The rapid growth in demand for energy and its resulting carbon emissions comes among an equally rapid growth in demand for action to be taken against carbon emissions, one of the key factors in climate change.

Reuters reports in May indicated close to a million young people in 110 countries took part in a worldwide strike called by teenagers who feared adults were dragging their feet in their efforts against carbon emissions. Children as young as eight walked out of classrooms, and engaged in the strike.

More strike action is expected as people around the world are planning similar action between September 20-27.

However, according to Dale, the demand for action against climate change would not be so easily met, especially if the focus is not placed on the right sector.

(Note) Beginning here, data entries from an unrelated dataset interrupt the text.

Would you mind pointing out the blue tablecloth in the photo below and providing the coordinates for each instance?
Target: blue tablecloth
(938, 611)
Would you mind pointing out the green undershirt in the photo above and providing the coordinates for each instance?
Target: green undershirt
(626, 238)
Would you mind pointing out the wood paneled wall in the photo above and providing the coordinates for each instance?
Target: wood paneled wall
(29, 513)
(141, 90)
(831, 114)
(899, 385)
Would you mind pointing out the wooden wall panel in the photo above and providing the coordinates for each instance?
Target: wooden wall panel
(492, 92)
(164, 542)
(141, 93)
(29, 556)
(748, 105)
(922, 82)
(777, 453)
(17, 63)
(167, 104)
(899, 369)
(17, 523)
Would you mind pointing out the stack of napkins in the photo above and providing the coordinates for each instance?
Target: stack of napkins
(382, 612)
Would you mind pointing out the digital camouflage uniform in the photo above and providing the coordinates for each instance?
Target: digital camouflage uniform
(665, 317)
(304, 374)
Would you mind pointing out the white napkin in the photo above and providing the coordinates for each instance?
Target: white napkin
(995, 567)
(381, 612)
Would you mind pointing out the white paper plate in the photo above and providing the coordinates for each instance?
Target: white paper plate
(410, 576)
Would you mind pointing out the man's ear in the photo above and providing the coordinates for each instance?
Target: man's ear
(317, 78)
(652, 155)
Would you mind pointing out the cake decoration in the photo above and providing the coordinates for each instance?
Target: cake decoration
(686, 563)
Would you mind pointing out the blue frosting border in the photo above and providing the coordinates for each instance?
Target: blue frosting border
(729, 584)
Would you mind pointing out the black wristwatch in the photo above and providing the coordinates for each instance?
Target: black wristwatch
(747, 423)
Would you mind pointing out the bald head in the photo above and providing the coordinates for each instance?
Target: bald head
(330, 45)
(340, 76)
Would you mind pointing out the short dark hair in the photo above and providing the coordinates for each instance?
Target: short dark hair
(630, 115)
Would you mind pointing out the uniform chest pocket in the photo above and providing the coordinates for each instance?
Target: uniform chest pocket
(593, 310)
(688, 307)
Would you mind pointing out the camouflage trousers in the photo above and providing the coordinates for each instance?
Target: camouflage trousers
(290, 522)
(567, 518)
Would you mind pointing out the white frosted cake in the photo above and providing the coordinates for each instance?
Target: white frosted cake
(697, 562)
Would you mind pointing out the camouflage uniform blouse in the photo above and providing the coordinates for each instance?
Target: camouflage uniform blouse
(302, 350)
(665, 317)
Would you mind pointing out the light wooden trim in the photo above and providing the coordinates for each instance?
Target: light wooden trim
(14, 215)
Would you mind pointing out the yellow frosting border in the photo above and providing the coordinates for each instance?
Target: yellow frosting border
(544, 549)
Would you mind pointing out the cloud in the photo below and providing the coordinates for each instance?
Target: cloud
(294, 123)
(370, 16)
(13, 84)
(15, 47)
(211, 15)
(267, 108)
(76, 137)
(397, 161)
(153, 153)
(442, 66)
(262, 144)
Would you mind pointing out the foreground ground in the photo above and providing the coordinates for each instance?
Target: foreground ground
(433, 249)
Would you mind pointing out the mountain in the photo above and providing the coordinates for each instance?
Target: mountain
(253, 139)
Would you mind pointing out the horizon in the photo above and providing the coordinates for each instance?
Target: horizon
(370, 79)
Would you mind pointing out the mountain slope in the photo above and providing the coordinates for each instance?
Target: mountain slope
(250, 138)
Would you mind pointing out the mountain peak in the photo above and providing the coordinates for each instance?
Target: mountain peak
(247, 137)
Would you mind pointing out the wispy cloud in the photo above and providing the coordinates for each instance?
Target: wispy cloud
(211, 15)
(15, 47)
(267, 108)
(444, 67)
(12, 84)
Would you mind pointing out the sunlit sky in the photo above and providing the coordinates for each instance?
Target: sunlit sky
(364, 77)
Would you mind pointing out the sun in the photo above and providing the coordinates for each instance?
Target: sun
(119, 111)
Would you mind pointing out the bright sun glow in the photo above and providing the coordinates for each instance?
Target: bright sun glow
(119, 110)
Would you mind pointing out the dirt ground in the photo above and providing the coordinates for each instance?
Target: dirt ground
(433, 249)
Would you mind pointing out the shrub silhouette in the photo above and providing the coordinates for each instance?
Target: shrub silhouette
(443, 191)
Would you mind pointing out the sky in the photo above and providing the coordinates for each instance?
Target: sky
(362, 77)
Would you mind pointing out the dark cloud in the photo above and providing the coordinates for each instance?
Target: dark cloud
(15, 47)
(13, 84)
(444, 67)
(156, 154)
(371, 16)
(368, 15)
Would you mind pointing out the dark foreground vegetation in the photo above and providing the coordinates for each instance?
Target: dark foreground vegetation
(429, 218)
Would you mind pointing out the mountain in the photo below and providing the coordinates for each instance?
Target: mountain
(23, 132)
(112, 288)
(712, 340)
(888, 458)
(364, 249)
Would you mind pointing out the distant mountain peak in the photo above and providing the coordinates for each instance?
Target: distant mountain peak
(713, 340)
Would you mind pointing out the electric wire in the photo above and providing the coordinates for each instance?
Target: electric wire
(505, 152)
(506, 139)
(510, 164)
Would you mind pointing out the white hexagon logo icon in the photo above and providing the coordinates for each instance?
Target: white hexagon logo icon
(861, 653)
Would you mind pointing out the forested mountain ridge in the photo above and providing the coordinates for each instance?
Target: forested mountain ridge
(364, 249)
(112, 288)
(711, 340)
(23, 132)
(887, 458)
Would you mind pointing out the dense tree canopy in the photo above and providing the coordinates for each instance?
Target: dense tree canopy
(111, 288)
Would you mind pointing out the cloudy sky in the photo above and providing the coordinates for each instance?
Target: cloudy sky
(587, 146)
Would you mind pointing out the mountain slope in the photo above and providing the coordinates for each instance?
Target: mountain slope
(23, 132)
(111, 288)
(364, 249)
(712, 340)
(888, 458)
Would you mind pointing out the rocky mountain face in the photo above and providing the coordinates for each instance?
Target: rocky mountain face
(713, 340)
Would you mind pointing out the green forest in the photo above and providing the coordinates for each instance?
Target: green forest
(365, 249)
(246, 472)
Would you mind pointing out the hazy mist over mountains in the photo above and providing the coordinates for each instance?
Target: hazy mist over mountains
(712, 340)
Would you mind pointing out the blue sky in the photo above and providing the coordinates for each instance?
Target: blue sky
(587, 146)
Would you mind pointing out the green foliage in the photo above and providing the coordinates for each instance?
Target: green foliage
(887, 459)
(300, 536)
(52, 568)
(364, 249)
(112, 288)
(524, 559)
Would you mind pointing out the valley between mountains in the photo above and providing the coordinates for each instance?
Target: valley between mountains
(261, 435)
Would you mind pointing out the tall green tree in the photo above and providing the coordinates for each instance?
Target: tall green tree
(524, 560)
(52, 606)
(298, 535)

Dale explained that for the world to even keep carbon emissions at its current rate, stakeholders would have to do twice as much work than they are already doing.

“Suppose we do it all by growing renewable energy far more quickly. How much would we have to grow over the last three years in order to hold the carbon emissions at a constant? Roughly renewables would have had to grow twice as quickly than they actually did,” he said.

Over the last three years, the use of renewable energy grew by 800 terrawatts per hour (TWh). Dale said for the world to reduce carbon emissions, so that levels would remain as it has for the past three years, renewable energy would have to grow by 1,800 TWh.

“We would have had to replicate the entire system for renewable energy in China and the US combined for the past three years just to maintain the carbon levels at this point.”

He said, however, if the world were to divert ten per cent of their consumption of coal in energy consumption and use natural gas instead, it would have the same effect.

“Coal is such a large portion of the power sector, shifting it into natural gas would be an enormous impact in terms of reduction. If you use natural gas altogether, instead of coal, you would reduce carbon emissions by about half.”

But as it stands, the demand for energy continues to trump the obvious need for a clean environment even in developing countries where power demand is growing rapidly. Dean said in the effort to provide developing countries with power and to maintain the needs of developed countries – which already consume a large amount of energy – using renewable energy to electrify the world would be critical to the process.

But it would not be enough. Dale suggested a multi-faceted approach which included coal to gas switching, increase in the adoption of carbon capture, utilisation, and storage (CCUS), an increase in nuclear energy and an increase in the adoption of an attitude geared toward energy efficiency.

“We often think about electrification and that it would do really good in the reduction of carbon but it would only do good if it goes hand in hand with decarbonisation of power markets.”